Hardly. It's job is, first, to detect that a car is connected to it. This is so that it will not energize if the plug is not safely buried and locked into a vehicel charging port and disconnect if, during a charge, the vehicle somehow gets disconnected. Second, it detects whether the cars batteries emit gas when charging and if they do, insures that the ventilation system is on (not important with Li batteries), Third it checks that the vehicle is properly grounded, Fourth it informs the car as to the most the car can draw without violating the 80% derating rule (a car drawing 45A on a 50 A circuit would NOT trip the breaker but would violate the rule), Fifth, it measures current drawn, Sixth (Tesla only) it sends a signal to the car to open the charge port door to start the car or to terminate charging and unlock the wand (or just unlock it if charging is complete), Seventh it measures internal temperatures to make sure connections are good (reduce fire hazzard), Eighth it may have WiFi and or Bluetooth capabilities for control of sharing or for use with a smartphoe app, and Eigth it has a contactor which it will close sending electricity to the car only when it determines things are OK.

Some extension cord!

This gets you about 20-36 miles back per hour charging.
If you install on a 60A circuit the most you will get with a CT will be about 21 miles/hour (the charger in the truck will be about 90% efficient and the consumption will be about 500 Wh/mi).
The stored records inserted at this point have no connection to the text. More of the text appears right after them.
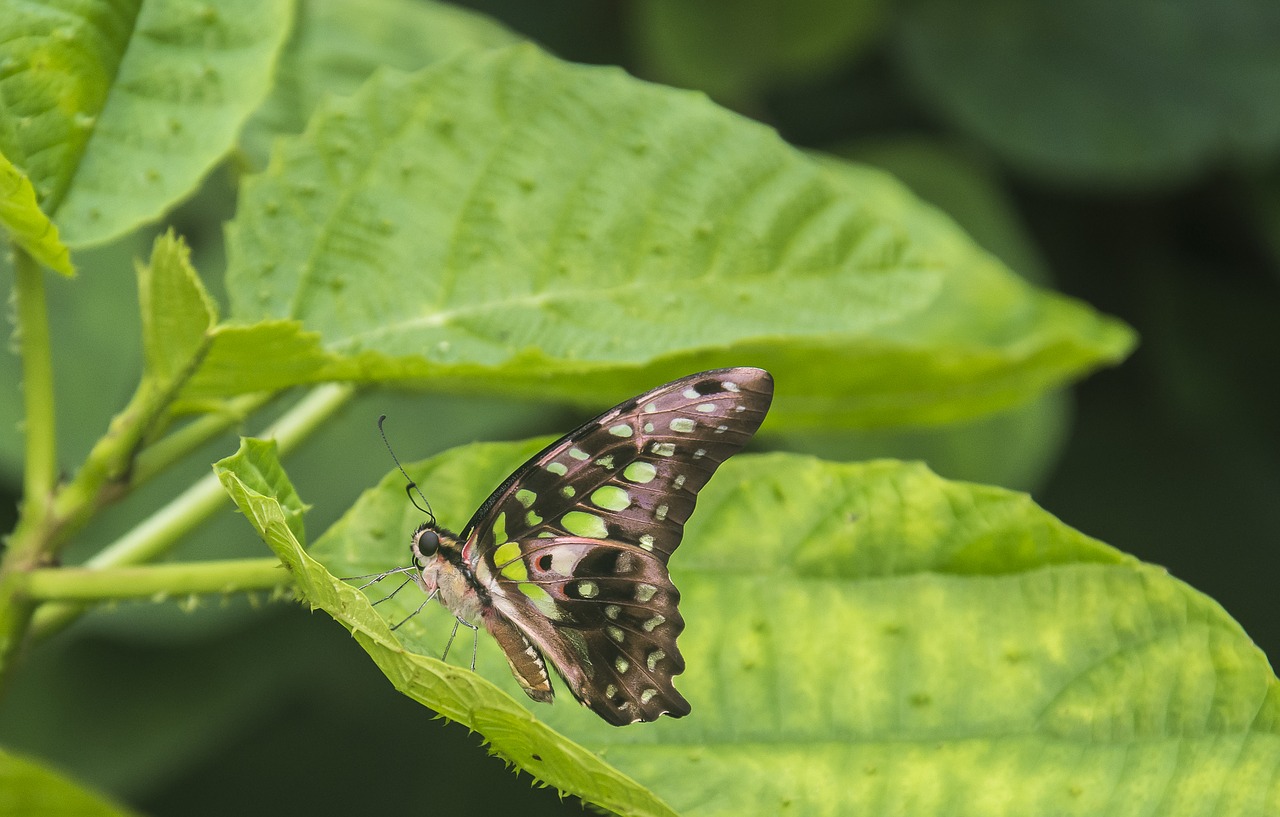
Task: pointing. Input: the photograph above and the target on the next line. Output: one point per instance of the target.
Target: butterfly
(567, 558)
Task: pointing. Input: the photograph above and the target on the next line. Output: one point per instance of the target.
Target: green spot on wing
(611, 498)
(640, 473)
(516, 570)
(506, 552)
(583, 524)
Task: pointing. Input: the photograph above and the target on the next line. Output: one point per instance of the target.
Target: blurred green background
(1125, 154)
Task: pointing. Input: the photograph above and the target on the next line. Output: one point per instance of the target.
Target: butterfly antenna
(411, 487)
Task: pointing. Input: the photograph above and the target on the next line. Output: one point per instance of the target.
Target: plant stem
(155, 580)
(24, 548)
(170, 448)
(156, 535)
(40, 473)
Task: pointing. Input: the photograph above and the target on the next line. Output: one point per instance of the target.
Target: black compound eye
(425, 543)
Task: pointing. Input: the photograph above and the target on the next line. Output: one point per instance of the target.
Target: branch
(82, 584)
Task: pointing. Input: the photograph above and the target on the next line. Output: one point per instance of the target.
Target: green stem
(155, 580)
(163, 529)
(164, 452)
(40, 474)
(24, 547)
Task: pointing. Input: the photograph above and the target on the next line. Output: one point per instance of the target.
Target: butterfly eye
(425, 544)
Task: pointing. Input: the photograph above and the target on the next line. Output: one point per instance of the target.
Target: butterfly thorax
(438, 556)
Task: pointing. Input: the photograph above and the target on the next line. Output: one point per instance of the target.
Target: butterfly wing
(604, 507)
(606, 612)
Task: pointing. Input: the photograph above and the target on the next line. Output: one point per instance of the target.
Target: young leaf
(28, 227)
(118, 110)
(504, 215)
(177, 313)
(32, 790)
(257, 484)
(882, 640)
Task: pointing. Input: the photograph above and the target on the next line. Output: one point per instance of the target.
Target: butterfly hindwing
(606, 614)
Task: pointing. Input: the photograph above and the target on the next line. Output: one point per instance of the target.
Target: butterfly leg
(392, 594)
(475, 639)
(415, 612)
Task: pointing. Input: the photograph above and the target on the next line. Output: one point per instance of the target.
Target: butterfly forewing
(572, 547)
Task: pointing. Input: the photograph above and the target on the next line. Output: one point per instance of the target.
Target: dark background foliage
(1130, 160)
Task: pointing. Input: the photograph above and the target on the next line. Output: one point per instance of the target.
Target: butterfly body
(567, 558)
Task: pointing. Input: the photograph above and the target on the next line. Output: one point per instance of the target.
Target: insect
(567, 558)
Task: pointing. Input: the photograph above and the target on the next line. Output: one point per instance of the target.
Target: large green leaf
(255, 479)
(874, 639)
(31, 790)
(337, 44)
(503, 217)
(117, 110)
(1028, 437)
(1104, 92)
A CCS Fast charging station (DC charging or colloquially Level 3 charging) has voltages from 250-920. It's basically a giant version of what's in the car, capable of 10x to 40x the wattage. The car has to communicate with it constantly to get the right voltage and charging ramp.
A Tesla SC is what it is but it is not a CCS/CHArIN station. The latter HPC350 stations can support currents up to 500 @ at voltages between 50 (?) and 500 as long as the power is 350 kW or less. That 350/11.52 = 30 times what the in car charger can supply.

Probably more than!
Definitelu not! The calculations are in a previous post. You would probably be OK with one EVSE on a 60A circuit (and I think because of the high consumption of a CT you will want that but adding a second or third unit might cause raised eyebrows depending on what else is in the panel. 200A just isn't that much in these days of electric everything (including cars).